I think in these discussions, we tend to forget that not everyone maps in English, so a British English–based tagging scheme might as well be in alphanumeric gibberish. But as long as an editor can accommodate the mapper’s language, it can certainly accommodate differences in terminology within that language. We already have this functionality today with most tagging schemes, even brands to some extent, but not for traffic signs due to unresolved questions like the one posed by this thread.

To the extent that the applicable sign standard considers them to be different signs, an editor can turn up multiple presets when you search for the word “stop”. But if all are considered the same sign, just with different legends, then inscription=STOP / ARRÊT would get the point across, or perhaps language:en=yes language:fr=yes to be more structured.

As to who cares: maybe not a navigation system, but Tsuutʼina language advocates may appreciate representation of that language via language:srs=yes tags on traffic signs and other features.

This is indeed my usual reason for micromapping traffic signs – to affirm some name that I applied to a roadway, or the starting point of some maxspeed, or the maxweight of a bridge (because those signs are usually posted far away from the bridge). If you were to query for traffic signs I’ve mapped, you’d get a sneak preview of zingers in my future forum posts, but little else. On the other hand, I recognize that more comprehensively mapping traffic signs would facilitate more interesting use cases, such as realistic street furniture in 3D renderers and the sort of ADAS features that proprietary vendors consider their “secret sauce”.

I’ve driven cars equipped with camera-based traffic sign recognition displays. This feature is useful for letting you “replay” the signs along the road that you may have missed. Unfortunately, I’ve found the sign repertoire to be quite limited.

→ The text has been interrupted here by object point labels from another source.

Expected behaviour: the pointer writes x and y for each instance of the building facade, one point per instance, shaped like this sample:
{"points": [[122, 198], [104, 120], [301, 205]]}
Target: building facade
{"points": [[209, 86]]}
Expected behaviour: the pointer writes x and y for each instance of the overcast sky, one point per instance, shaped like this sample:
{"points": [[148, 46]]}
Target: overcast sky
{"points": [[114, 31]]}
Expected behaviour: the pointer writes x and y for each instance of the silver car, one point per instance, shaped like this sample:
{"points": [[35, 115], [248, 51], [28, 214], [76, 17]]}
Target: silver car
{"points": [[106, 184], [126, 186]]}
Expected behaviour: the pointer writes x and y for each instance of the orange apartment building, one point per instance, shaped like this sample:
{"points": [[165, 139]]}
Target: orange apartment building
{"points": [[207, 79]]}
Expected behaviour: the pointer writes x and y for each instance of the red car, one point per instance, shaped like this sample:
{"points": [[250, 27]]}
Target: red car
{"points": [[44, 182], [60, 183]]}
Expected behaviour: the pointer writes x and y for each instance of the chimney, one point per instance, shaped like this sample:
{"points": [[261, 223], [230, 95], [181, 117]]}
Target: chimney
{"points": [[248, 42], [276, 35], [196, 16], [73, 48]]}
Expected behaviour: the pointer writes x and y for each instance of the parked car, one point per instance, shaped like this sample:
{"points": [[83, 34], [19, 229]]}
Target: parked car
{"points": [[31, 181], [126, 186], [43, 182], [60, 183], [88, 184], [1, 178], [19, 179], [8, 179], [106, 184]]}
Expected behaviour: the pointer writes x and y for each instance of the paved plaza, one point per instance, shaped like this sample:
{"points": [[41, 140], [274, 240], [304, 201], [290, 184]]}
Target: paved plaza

The car can detect the most common kind of speed limit sign, but so could an OSM-based GPS navigation application without the fancy sensors. Yet the car can’t reliably detect speed limit signs in school zones, an admittedly rarer sign that’s less machine-readable. If the system can’t detect that school zone sign, then I can’t trust that the normal signs it detects are still relevant by the time I glance down to see them. This undermines the feature’s core safety benefit. If we can increase coverage of traffic signs in OSM to some degree, vendors of TSR systems might notice and use OSM data to calibrate their output.